By Ada Brownell
IF YOU ENJOYED FOLLOWING
THE TRACKS, PLEASE WRITE A REVIEW AND POST IT ON AMAZON AND GOOD READS.
Questions to give you ideas for a review, or to discuss
with your book club.
When you read my new non-fiction book, Following the Tracks: Life
With the Railroad, what did you expect from such a book?
What caught your interest? The author, the topic, the
location, the history, the characters, an expected theme?
How about the first scene? Was the telegraph operator
fighting for his life in the first pages relevant to the book?
What did you think of the way telegraphers delivered urgent
messages to engineers in the 1950s?
Why were changes necessary that took communication from
telegraph to teletype, and then computers and Centralized Traffic Control?
Why was it necessary
to have an agent-telegrapher in depots in every little town and junction along
the tracks, even after they quit selling passenger train tickets?

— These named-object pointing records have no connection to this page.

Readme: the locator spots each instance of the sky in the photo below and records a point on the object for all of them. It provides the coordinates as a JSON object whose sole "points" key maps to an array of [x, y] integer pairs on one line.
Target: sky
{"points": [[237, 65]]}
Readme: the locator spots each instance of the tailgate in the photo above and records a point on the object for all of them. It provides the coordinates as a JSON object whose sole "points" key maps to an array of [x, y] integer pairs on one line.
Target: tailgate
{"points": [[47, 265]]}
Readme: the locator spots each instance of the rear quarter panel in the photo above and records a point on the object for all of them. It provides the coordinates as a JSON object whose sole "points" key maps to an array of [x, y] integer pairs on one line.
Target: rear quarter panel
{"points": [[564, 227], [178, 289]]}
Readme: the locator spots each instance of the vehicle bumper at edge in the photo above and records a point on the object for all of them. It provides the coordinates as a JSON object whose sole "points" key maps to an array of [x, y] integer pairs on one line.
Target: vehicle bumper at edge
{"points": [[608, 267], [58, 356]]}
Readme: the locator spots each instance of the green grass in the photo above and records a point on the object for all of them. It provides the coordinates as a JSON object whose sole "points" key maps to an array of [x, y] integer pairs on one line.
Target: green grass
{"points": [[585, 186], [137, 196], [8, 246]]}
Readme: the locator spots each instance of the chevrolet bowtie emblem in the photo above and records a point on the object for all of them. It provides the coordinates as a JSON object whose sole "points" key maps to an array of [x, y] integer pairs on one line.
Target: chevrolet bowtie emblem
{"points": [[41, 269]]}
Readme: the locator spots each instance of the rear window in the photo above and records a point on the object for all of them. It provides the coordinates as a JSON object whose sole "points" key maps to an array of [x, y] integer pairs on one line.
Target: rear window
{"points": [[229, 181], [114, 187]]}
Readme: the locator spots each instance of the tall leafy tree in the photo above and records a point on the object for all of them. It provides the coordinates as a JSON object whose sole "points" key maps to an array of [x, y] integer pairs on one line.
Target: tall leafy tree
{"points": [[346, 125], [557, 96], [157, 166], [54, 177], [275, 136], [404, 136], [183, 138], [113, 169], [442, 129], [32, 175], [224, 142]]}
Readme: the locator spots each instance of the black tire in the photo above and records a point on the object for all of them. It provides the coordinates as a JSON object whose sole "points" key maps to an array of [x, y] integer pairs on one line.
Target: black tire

How does CTC work and why has it made so many changes in
the railroad operations?
Why would readers cry, laugh, rejoice, and enjoy a book
about railroad tracks, trains, and people? Would you still call the book
“historical?” Why?
© Ada Brownell
Here’s what one of my endorsers wrote:
My family shared this story with the Brownells, as did many
families along the tracks of the Denver and Rio Grande Western Railroad. As I
read Ada’s book, I was moved to tears, laughter, and prayers as the memories
and old stories came bubbling up from the past. But it was not only the past
that grabbed my attention, it was the assurance that each of us had, has, and
will have, the grace of God on our lives no matter what our circumstances. As
we follow the tracks with a young bride through the mountains, into the desert,
and then to the city, we find proofs that the choice to trust God is never a
mistake. Ada’s concise reporter style
makes this an enjoyable, encouraging journey along the tracks.